The chains took me by surprise.
Three chains, very simple, very light, medium length.
Got them at PetSmart.
One links her wrist cuffs to each other, the other links her ankles together, like a horse hobble, and the third loops through her collar, and has a padlock dangling at the end between her breasts.
I kept her in them for the evening, that first time, and took her to bed in them. I could easily control her body as I played with her, by holding the chains, and found her easy to arouse, and found myself actually indifferent to her pleasure or pain. A very different feeling; I’ve always thought of pleasure and pain as ways to control her, but in the chains, I found little desire to ether give her pleasure, or pain.
Hard to explain, but her pleasure and pain didn’t matter – she was just “there” to use, to fuck.
I talked to her about it a little bit, then I fucked her like she was a stranger, some beautiful woman bound and placed in my bed that I would never see again, a woman I had no relationship with, a woman who didn’t matter. Just a pretty body to use for pleasure.

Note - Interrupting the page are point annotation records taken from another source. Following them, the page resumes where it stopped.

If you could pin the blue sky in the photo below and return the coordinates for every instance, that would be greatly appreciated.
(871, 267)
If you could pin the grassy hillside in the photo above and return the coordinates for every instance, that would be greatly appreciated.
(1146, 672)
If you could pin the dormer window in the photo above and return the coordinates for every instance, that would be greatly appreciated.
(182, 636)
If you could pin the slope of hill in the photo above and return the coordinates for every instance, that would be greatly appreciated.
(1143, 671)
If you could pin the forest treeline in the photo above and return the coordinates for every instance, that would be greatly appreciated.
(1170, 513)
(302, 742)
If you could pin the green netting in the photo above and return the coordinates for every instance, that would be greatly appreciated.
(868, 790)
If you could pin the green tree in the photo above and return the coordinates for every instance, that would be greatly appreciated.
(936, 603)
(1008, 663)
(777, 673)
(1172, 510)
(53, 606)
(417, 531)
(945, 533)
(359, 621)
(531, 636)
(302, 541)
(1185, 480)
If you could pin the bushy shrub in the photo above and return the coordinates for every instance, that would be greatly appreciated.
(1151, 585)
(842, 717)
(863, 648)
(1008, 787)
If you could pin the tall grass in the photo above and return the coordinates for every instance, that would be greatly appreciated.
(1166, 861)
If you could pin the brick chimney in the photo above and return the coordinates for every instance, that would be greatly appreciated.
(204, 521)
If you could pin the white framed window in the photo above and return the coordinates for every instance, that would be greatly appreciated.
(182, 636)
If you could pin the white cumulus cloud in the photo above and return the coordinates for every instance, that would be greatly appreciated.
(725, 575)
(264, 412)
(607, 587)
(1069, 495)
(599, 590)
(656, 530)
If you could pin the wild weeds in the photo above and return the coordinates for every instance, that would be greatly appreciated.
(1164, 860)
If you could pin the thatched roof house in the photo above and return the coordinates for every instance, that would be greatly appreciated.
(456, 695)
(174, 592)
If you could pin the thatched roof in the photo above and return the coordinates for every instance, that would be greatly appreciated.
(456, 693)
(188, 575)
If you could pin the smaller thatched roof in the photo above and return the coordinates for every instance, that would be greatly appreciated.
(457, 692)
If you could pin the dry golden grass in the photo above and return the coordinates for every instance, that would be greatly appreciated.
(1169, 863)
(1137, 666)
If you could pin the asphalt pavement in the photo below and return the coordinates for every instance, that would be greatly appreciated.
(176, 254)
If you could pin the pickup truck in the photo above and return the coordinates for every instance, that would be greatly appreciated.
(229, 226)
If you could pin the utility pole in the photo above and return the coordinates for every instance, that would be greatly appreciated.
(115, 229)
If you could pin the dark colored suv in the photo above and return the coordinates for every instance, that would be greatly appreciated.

Disconcerting. No reason, then to hurt her, and none to pleasure her.
I fucked her at a different angle, the ankle chains keeping her thighs closer together than usual, and she responded to the new sensation of this penetration with obvious pleasure. Of course it didn’t matter.
I had told her I would not let her cum. I fucked her, and took her chained and aroused body in my arms. She wanted to cum, but I wouldn’t let her.
We talked after, about the emotional disconnect from each other, and how it made her seem more owned and helpless, and yet more distant. Closer, and yet further away.
I think it is that the chains amplify how I am feeling, rather than simply bringing in a whole new set of feelings.
I am sure I will want to hurt her while she is chained. We will see.